Reliability

Reliability is, as all competent system administrators know, one of the most critical features of any production system. This section is devoted to techniques which can be used to increase the reliability of a computer system at both the hardware and software levels.

The documents in this section will explore a wide variety of methods by which overall system reliability can be increased. These range from monitoring the individual components of a system, such as harddisks, for imminent signs of failure, to implementing high-availability clusters capable of withstanding catastrophic failure of major system components or even entire machines.

Backup system

No matter how reliable the hardware, how well written the software, how well configured, or how physically secure a computer system is eventually it will fail - usually in an unexpected manner. As it is impossible to completely protect against this kind of failure all we can do to mitigate the losses associated with such a scenario is to protect valuable data stored on the system from loss.

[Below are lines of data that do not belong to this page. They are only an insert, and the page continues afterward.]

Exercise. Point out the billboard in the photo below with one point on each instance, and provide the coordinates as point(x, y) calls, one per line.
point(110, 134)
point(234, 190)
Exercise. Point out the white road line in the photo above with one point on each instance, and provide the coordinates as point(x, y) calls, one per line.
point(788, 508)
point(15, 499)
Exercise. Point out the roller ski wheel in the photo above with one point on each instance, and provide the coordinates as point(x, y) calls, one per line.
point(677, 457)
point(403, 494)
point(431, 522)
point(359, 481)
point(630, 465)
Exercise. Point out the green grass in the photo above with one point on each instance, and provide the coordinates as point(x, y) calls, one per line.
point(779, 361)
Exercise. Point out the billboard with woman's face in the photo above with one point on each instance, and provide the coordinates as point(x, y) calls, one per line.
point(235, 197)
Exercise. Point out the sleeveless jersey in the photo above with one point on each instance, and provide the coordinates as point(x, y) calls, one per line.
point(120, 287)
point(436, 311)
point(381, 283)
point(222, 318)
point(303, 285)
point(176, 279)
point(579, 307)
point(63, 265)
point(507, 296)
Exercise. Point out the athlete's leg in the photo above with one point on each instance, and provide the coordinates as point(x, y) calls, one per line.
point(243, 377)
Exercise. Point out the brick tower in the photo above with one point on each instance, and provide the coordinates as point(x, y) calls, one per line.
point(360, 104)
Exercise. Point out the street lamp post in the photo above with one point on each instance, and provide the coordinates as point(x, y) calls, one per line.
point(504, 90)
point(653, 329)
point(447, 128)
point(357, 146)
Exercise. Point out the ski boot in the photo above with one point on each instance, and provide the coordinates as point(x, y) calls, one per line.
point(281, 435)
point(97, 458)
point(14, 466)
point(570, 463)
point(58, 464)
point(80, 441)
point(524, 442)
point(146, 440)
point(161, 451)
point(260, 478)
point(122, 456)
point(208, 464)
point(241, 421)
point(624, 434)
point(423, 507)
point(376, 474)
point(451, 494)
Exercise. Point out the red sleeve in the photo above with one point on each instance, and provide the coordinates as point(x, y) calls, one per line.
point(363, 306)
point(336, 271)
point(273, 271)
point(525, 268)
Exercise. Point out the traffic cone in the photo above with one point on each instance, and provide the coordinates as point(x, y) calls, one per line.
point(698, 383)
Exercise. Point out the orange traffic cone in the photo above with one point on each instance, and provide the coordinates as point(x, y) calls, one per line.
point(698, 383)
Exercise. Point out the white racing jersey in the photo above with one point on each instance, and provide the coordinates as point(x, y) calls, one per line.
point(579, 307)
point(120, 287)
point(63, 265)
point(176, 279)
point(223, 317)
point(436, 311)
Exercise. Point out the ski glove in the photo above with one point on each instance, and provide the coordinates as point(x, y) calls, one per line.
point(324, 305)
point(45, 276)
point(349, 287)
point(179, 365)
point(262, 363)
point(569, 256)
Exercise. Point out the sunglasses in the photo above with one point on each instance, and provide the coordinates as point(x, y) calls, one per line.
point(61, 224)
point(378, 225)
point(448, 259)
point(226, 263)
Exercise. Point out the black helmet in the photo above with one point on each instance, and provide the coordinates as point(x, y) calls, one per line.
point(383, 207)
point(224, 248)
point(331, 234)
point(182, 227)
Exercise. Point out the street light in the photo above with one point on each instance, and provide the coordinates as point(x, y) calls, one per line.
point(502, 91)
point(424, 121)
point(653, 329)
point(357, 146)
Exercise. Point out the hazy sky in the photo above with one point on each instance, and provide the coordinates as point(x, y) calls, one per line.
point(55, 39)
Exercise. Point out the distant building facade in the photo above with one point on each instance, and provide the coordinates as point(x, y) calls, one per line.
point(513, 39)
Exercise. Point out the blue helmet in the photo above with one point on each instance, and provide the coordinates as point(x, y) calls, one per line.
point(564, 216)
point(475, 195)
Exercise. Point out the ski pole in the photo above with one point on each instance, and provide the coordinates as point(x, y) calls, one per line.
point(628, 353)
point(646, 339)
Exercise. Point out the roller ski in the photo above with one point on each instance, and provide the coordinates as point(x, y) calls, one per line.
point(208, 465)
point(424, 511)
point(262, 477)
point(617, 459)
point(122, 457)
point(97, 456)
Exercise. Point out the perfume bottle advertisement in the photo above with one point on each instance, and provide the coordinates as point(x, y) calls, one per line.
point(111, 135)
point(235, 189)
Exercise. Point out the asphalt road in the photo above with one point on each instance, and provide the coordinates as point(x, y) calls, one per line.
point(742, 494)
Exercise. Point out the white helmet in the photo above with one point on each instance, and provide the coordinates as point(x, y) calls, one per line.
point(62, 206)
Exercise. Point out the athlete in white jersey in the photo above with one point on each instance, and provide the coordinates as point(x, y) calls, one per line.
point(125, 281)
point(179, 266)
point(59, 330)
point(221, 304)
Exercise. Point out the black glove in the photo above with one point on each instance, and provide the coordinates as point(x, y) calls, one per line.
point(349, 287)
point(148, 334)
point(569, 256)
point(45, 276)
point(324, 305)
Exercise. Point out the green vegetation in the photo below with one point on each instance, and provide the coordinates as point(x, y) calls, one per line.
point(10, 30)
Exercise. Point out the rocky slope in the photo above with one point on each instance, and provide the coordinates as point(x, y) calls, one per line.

This documentation aims to be a thorough discussion of backup systems and strategies including the use of a variety of technologies to backup files and databases in the most common usage scenarios. We shall also discuss the use of the Internet and the "Cloud" as storage mediums for off-site backups as well as covering how to install and configure some common production software to operate in a high-availability environment.

Hardware monitoring

Whilst all computer hardware will eventually fail there are many measures which can be taken to reduce the likelihood of such a failure or to predict when such a failure is imminent. These days all computer hardware such as motherboards, CPUs, memory expansion modules, graphics adapters and harddisks have some inbuilt capabilities to monitor the health of the system. These capabilities vary but usually consist of measuring some combination of voltage, temperature, vibration or rotation speed to predict when each device requires routine maintenance or is reaching the end of its life and requires replacing.

In this section we shall look at the hardware monitoring capabilities of the Linux kernel and install and configure software to monitor and record voltages, temperatures and fan speeds. We shall also examine the use of applications to monitor and log SMART data from harddisk drives. Finally we shall explain how to configure applications to use the Simple Network Management Protocol, or SNMP as it is more commonly known, to make this information available over a network as well as how to monitor and log this information.

System logging with syslog-ng

When operating a production installation the availability and reliability of services, especially those deemed mission-critical, is of primary importance. Most failures, when analysed after the event, could have been prevented had adequate system logging and reporting systems been in place to ensure that the conditions leading up to the failure were noted and remedial action taken. Such automated log analysis tools can only operate effectively if they have a reliable and consistent set of log files to work from.

This document details how to install and configure the syslog-ng system logging daemon to fulfil a variety of requirements ranging from simply collecting the messages generated by a single system and recording them in a text file to receiving the logs from dozens of different machines and storing them in a database for further analysis while sending email notifications of serious events.